RUTHERFORD COUNTY, TN (WGNS News) - You don’t have to drive far in Rutherford County before you spot a rafter of wild turkeys wandering a field edge or slipping across a back road. And according to new conservation funding decisions, Tennessee leaders want to keep it that way.
The Tennessee State Chapter of the National Wild Turkey Federation has wrapped up its review of the 2026 Hunting Heritage Super Fund proposals, approving a slate of projects aimed at strengthening turkey habitat, research, and public access across the state. The board signed off on $209,199 for conservation work, $25,607 for research, $176,250 for access projects, and another $71,085 for hunting heritage efforts like education programs and chapter scholarships. Those dollars go a long way, too — NWTF says the conservation awards will be matched by more than $28 million in partner and grant funding.
All of this comes at a time when Tennessee’s turkey population has been under closer watch. Statewide numbers have been trending downward since around 2013, based on long‑term monitoring through the North American Breeding Bird Survey and TWRA harvest data. Some of the steepest declines have hit counties farther south, including Giles, Lawrence, and Wayne, where harvest totals dropped by nearly 60 percent between 2005 and 2015.
Rutherford County, though, sits in a more encouraging zone. Counties just to the north — Bedford and Maury — have remained stable or even seen slight increases, and Rutherford continues to track alongside them. TWRA’s annual status reports show Middle Tennessee still producing strong spring harvest numbers, and Rutherford consistently contributes to that trend.

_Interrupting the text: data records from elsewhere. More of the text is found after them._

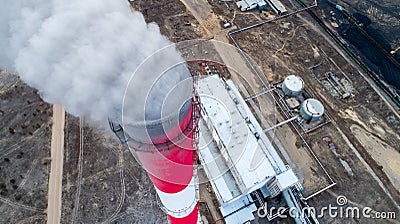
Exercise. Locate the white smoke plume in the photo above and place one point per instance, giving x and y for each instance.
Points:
(80, 53)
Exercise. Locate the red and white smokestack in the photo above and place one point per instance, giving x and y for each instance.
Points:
(163, 139)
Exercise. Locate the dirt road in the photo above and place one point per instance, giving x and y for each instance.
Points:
(56, 168)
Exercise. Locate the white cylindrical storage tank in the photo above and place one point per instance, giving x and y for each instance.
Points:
(292, 85)
(311, 109)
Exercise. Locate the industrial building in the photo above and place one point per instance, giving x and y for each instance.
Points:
(297, 104)
(246, 5)
(240, 161)
(277, 6)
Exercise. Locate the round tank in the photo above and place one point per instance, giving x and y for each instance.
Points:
(292, 85)
(311, 109)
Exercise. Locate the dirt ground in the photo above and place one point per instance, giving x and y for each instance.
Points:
(102, 183)
(291, 46)
(25, 132)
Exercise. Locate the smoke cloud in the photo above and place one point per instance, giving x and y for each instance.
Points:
(80, 53)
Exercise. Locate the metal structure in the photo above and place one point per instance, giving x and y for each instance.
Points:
(292, 85)
(311, 109)
(168, 156)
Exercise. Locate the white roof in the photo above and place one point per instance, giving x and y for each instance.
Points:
(240, 163)
(239, 211)
(228, 112)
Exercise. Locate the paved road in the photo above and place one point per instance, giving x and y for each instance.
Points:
(57, 152)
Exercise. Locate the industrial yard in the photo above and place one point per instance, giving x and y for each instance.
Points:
(347, 144)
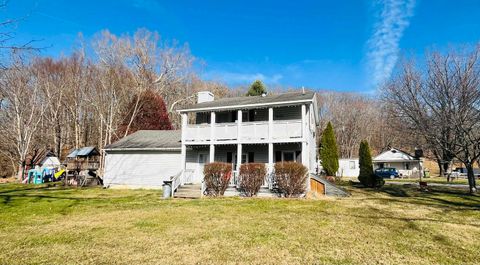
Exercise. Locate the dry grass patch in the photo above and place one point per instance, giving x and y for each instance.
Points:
(393, 225)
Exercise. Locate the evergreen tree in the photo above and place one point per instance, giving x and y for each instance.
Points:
(329, 151)
(366, 167)
(367, 177)
(151, 114)
(257, 88)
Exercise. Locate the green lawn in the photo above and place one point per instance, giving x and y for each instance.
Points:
(394, 225)
(438, 180)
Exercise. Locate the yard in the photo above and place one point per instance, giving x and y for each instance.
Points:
(394, 225)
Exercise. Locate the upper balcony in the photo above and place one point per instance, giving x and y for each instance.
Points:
(245, 132)
(255, 125)
(285, 117)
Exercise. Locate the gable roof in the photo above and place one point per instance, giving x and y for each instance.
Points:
(394, 155)
(289, 98)
(149, 140)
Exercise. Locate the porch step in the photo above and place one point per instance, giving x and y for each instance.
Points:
(191, 191)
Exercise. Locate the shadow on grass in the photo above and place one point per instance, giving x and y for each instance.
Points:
(448, 198)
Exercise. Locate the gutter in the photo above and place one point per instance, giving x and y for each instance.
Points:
(247, 105)
(144, 149)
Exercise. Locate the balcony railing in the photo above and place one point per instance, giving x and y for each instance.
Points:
(249, 131)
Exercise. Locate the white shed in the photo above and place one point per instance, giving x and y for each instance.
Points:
(143, 159)
(348, 167)
(406, 164)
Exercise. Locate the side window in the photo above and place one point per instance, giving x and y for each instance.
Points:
(288, 156)
(352, 164)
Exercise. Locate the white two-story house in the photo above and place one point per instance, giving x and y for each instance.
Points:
(261, 129)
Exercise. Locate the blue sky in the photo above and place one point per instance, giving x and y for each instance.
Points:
(338, 45)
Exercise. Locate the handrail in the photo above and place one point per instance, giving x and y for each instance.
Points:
(204, 187)
(177, 180)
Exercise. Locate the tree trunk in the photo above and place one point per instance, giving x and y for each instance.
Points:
(440, 167)
(471, 178)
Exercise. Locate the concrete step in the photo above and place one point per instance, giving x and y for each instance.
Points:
(187, 195)
(189, 191)
(190, 187)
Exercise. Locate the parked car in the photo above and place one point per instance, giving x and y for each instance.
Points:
(387, 172)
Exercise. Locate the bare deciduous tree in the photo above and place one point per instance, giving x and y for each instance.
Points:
(442, 103)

Tennessee’s turkey hunting seasons span both spring and fall, giving hunters two distinct windows to get into the woods: the 2026 spring season opens with the Young Sportsman Weekend on April 4–5, followed by the regular statewide season from April 11 through May 24, while the 2025 fall seasons include archery from Sept. 27–Oct. 24 and Oct. 27–Nov. 7, along with a shorter shotgun/archery window from Oct. 11–24; spring offers the broader opportunity with a two‑bird seasonal limit (one per day, only one jake), while fall is more limited with a single male turkey allowed for the entire season, and although some Tennessee counties close during fall, Rutherford County remains open for both, keeping local hunters well‑positioned for year‑round participation.
One final bit of information to Rutherford County residents. Turkeys will feed along road edges where gravel, seeds, or leftover crops are easy to find, and they sometimes fly low across rural roads. Flocks can also linger on warm pavement on cold mornings. Most turkey‑vehicle collisions happen when a driver rounds a curve and encounters a group in the roadway, or when a bird flushes suddenly and flies into a windshield.
Local hunters say they’re still seeing plenty of birds, and the data backs them up. While turkey numbers can fluctuate from year to year, there’s no sign that Rutherford County is experiencing the sharper declines seen elsewhere. For now, at least, the county remains one of Tennessee’s reliable turkey habitat strongholds.